Daily Archives: October 23, 2006

Toxic Russia

As revealed by the Blacksmith Institute (hat tip to Vilhelm Konnander), the map above shows red dots for the ten most polluted places on the planet. Seven out of them are closely affiliated with Russia, and three out of ten are actually in Russia itself. Two more are in former Soviet republics, resulting from pollution directly caused by Russian imperialism. In other words, half of the world’s most serious pollution sites were created by Russian behavior.

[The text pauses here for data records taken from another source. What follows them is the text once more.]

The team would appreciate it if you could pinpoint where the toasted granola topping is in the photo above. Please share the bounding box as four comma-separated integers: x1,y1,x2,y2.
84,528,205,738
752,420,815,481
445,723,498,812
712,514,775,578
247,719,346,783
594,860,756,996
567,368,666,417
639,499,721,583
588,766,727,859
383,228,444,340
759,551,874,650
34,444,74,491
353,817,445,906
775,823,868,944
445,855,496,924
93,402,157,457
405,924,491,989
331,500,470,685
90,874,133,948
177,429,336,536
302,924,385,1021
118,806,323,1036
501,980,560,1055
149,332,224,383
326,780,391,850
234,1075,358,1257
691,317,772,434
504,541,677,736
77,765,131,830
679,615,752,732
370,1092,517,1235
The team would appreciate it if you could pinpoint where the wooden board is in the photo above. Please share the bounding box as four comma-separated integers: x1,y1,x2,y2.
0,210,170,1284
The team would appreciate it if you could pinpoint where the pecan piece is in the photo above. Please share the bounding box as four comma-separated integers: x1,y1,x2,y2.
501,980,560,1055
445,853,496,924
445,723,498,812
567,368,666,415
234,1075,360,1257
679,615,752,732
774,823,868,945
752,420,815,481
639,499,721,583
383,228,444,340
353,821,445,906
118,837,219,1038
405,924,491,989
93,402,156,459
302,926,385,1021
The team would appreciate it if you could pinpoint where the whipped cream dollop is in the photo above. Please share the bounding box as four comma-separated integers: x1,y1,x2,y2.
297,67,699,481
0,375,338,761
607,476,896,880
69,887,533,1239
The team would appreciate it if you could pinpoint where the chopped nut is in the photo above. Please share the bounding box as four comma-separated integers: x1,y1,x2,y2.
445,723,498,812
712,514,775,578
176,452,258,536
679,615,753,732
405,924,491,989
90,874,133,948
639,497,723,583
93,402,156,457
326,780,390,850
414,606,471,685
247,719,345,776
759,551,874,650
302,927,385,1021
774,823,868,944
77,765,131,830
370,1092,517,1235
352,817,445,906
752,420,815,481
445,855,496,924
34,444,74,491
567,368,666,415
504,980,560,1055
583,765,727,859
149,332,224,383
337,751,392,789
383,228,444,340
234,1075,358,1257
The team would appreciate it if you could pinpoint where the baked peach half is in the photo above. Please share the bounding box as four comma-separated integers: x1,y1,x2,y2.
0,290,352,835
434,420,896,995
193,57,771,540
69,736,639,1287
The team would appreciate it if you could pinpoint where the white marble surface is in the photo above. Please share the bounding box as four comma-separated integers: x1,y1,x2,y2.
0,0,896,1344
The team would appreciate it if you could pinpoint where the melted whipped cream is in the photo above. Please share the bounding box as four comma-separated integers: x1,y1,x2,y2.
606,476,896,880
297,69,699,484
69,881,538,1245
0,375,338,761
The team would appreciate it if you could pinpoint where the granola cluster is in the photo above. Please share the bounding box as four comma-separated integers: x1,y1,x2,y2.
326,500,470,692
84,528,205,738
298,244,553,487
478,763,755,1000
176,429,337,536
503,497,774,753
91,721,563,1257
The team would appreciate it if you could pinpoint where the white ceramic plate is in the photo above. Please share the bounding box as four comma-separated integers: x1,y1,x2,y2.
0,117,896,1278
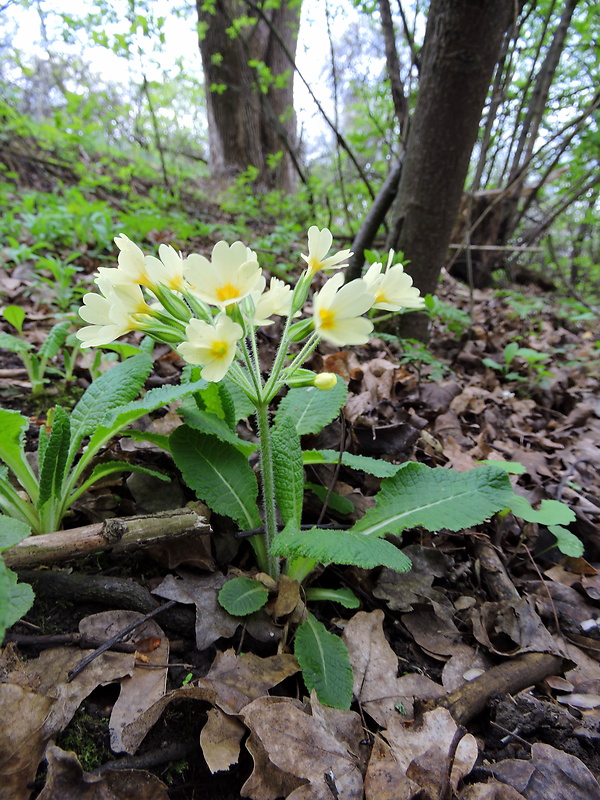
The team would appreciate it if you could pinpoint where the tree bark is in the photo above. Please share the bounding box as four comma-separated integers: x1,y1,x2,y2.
196,0,301,192
387,0,514,339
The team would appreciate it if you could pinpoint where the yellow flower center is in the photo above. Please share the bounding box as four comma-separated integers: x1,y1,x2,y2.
319,308,335,330
215,283,240,303
210,341,227,358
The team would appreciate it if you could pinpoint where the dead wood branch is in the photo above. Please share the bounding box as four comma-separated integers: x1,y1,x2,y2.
421,653,562,725
4,508,211,569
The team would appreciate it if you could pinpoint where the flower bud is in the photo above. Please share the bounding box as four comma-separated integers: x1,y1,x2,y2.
313,372,337,392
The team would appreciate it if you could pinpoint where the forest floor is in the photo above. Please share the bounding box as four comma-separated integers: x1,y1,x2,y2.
0,152,600,800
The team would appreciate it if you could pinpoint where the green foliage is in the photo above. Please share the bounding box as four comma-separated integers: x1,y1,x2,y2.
294,614,353,709
169,425,261,530
0,514,34,642
219,578,269,617
272,414,304,526
275,379,348,436
352,462,513,537
0,355,196,533
0,318,73,397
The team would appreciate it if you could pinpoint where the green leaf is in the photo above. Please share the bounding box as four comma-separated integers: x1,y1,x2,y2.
219,578,269,617
302,450,405,478
304,586,360,608
0,514,31,551
271,414,304,526
271,525,411,572
39,320,71,361
506,493,576,525
170,425,261,530
0,408,38,501
548,525,584,558
182,402,256,458
36,406,71,509
2,306,25,333
0,558,35,641
352,462,514,536
304,482,354,515
71,353,154,457
275,378,348,436
69,461,171,506
0,331,32,353
294,614,353,710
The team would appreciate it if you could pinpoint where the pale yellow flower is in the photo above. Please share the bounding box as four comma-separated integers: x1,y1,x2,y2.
363,264,425,311
301,225,352,275
254,278,292,325
183,242,261,308
76,278,154,347
313,273,375,347
313,372,337,392
145,244,187,292
177,314,244,381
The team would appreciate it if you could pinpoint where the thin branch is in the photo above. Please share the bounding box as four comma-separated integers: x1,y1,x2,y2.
244,0,375,200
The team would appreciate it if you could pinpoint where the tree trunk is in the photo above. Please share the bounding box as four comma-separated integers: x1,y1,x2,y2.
196,0,301,192
387,0,514,338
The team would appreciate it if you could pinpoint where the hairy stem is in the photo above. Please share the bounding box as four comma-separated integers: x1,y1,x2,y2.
256,402,279,580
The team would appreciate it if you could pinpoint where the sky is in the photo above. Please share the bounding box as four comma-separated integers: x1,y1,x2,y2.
0,0,370,143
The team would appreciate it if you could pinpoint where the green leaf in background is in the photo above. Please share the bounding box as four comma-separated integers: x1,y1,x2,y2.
2,306,25,333
477,458,527,475
181,406,257,458
506,493,576,525
304,586,360,608
0,408,38,500
170,425,261,530
36,406,71,509
271,414,304,526
294,614,353,710
0,558,35,642
352,462,514,536
304,483,354,516
0,331,32,353
548,525,584,558
0,514,31,551
275,378,348,436
271,525,411,572
302,450,405,478
219,578,269,617
39,320,71,361
70,353,154,458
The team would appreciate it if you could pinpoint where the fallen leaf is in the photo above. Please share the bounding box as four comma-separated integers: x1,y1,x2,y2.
200,708,246,773
365,708,478,800
79,611,169,754
493,742,600,800
243,697,363,800
342,609,446,725
38,745,169,800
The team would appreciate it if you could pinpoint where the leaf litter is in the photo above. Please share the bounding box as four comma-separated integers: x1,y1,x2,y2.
0,264,600,800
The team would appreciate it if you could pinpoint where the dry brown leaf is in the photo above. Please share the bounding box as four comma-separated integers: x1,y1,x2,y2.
153,570,240,650
365,708,478,800
198,649,299,714
459,780,525,800
342,610,446,725
0,647,135,800
39,745,169,800
200,708,246,773
471,598,565,657
79,611,169,754
402,608,463,661
243,698,363,800
494,743,600,800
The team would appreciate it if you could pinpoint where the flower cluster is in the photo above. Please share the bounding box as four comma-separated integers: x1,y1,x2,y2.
77,226,423,399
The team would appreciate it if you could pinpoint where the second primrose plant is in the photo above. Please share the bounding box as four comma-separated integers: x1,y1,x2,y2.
77,226,570,708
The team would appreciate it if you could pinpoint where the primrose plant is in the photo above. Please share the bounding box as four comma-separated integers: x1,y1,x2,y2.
72,226,570,708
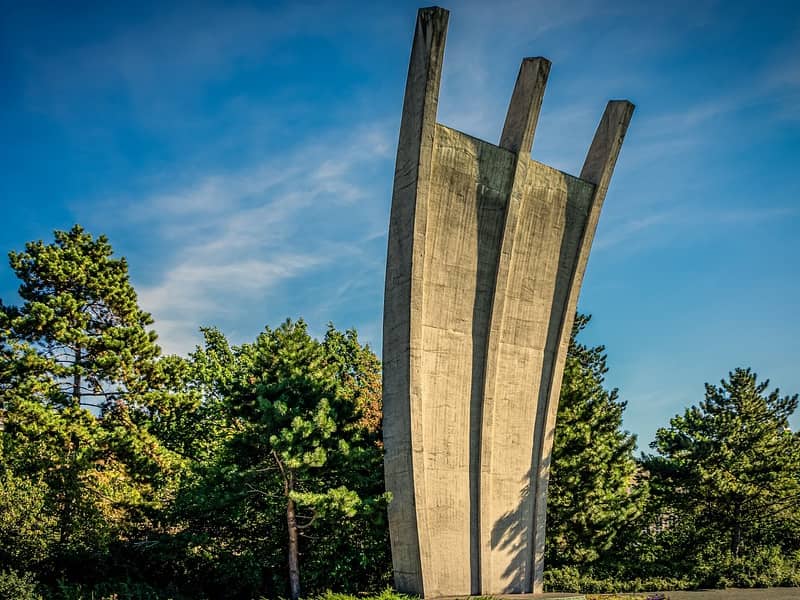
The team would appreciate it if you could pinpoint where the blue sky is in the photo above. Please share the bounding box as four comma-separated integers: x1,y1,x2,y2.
0,0,800,447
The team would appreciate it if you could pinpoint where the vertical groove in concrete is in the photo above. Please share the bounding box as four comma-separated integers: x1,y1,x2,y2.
383,8,633,596
383,8,449,595
500,56,550,157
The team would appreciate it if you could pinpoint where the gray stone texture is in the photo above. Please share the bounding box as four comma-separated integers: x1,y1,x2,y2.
383,8,633,597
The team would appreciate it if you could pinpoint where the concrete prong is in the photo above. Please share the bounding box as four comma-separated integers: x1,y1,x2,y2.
581,100,635,192
500,56,550,154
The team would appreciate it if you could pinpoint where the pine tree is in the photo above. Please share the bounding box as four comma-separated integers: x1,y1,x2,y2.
188,321,388,598
546,314,647,571
0,225,180,575
644,369,800,565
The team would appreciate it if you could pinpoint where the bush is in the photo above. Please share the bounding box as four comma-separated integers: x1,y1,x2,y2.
0,569,42,600
544,567,697,594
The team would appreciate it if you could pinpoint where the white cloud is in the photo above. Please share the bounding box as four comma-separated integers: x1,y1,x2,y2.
95,124,391,353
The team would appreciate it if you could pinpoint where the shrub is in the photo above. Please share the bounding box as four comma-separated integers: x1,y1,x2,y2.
0,569,42,600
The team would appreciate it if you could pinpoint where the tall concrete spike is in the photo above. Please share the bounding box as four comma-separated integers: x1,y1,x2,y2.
383,8,633,597
500,56,550,155
383,8,449,595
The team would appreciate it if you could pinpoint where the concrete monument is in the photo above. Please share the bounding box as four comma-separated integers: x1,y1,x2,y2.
383,8,633,597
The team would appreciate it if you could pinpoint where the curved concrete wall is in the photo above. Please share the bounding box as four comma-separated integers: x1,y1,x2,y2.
383,8,633,597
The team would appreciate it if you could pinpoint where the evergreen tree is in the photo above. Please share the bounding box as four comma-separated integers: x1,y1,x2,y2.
644,369,800,568
0,226,181,575
546,314,647,571
181,321,388,597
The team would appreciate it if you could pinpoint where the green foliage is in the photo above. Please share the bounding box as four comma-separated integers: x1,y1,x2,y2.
546,315,647,570
0,569,42,600
643,369,800,582
0,226,800,600
0,226,188,583
544,567,697,594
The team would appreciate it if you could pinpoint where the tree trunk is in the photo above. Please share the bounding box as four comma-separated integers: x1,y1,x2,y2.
286,475,300,600
731,502,742,558
72,348,82,406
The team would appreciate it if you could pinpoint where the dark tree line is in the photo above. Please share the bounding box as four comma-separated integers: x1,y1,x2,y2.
0,226,800,599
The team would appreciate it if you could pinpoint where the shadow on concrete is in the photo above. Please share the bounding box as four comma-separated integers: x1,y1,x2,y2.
491,171,588,594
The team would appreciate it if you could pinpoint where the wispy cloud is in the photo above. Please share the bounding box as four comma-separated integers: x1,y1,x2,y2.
84,124,391,353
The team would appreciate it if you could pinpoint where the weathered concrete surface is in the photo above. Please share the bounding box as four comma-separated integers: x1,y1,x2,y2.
383,8,633,597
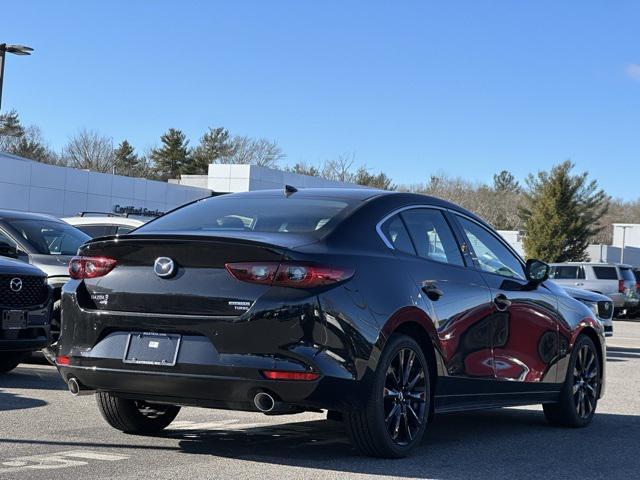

Within Russia itself, first there’s Dzerzinsk. The report states:

In Dzerzhinsk, a significant center of the Russian chemical manufacturing, the average life expectancy is 42 years for men and 47 for women. Until the end of the Cold War, the city was among Russia’s principal production sites of chemical weapons. According to figures from Dzerzhinsk’s environmental agency, from 1930-1998, almost 300,000 tons of chemical waste were improperly disposed of. Of this waste, around 190 separate chemicals were released into the groundwater. These chemicals have turned the water into a white sludge containing dioxins and high levels of phenol – an industrial chemical which can lead to acute poisoning and death. These levels are reportedly 17 million times the safe limit. The city draws its drinking water from the same aquifers into which these old wastes and unused products were pumped. Now that many of these industries are no longer in operation, the local groundwater has risen, along with the water level in the canal. This rise in the canal’s water level threatens to dump arsenic, mercury, lead and dioxins into the Oka river basin, a source of drinking water for the nearby city of Nizhny Novgorod. Despite the heavy toll on the population’s health, a quarter of the city’s 300,000 residents are still employed in factories that turn out toxic chemicals. According to a 2003 BBC report it is the young who are most vulnerable. In the local cemetery, there are a shocking number of graves of people below the age of 40. In 2003 it was reported that the death rate exceeded the birth rate by 2.6 times and it is easy to see why. The dioxins that get into the water as a by-product of chlorine production are reported to cause cancer even in minute doses.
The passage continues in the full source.